The next morning, we could see patches of snow on some of the mountains around us, however the cloud cover was low enough to temper my excitement about the potential for clear views higher up the valley.
Our day’s highlight came early when we arrived at an Indian army base in Tsopta Valley, elevation 4,100 meters (about 13,500 feet). The sensitive border situation with Tibet/China and a plethora of military installations are the cause for all the permits required to travel anywhere of interest in Sikkim. Thankfully, most of the permits are free and arranged via tour operators.
Guide close at hand, we walked a little further up the road which lead north through the valley to Tibet. Large military vehicles were constantly rumbling by us, along with the occasional jeep of Indian tourists who were allowed to visit a lake 30km to the northwest. I was ecstatic to be so high up. There was a distinct change in the terrain at that altitude, and to our west we could catch glimpses of Sikkim’s Himalayan peaks. The southern border of Tibet was a mere 20km north of us.

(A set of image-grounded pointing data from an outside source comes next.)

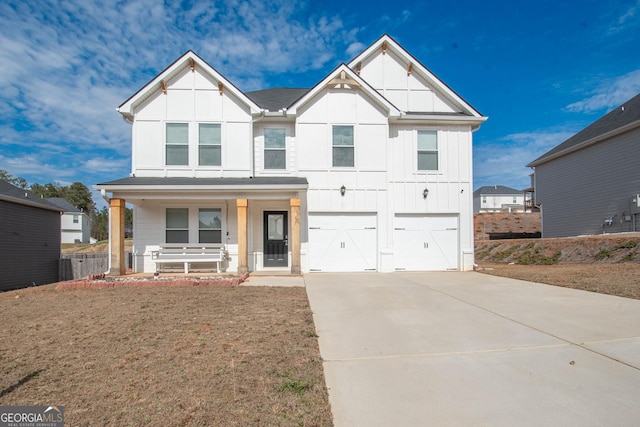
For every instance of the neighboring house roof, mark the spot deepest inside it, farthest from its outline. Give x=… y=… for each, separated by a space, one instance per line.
x=621 y=119
x=11 y=193
x=189 y=59
x=203 y=183
x=417 y=66
x=276 y=99
x=496 y=190
x=63 y=204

After enjoying ourselves, breakfast was consumed and we were back in the jeep, backtracking a few hours before heading north again toward another valley to the east. Our driver made a stop for gas, and as he began to pull back onto the road, ran over a large rock which had probably been used as a brake behind the tire of the last jeep to stop there. The jeep was now stuck in first gear due to a broken clutch. We puttered our way back to nearby Chungthang where several hours were spent trying to fix the problem.
As darkness approached, our guide who was clearly stressed out, found a jeep to take us the relatively short 20km to Lachung (elevation 2,900 meters). Unfortunately, the only jeep we were able to get was a piece of crap. The hood was raised so it could be started, and the right side mirror was non-existent. The young guy driving was the owner of the jeep, and I felt he was going too fast, and not paying enough attention. At one point, after dark, he was changing the music on his cell phone while we careening along the precipitous edges of cliffs. I had a distraught and tense look on my face the whole time.
Once settled into our rooms, I let off some steam about how angry I was at the situation I had allowed myself to be put in. I didn’t feel safe, and even our guide said at that point that there was a moment when he was scared. Natalie and Cameron mentioned that there were fumes from the engine coming through the dashboard. Eventually, I regained my composure with the help of a beer.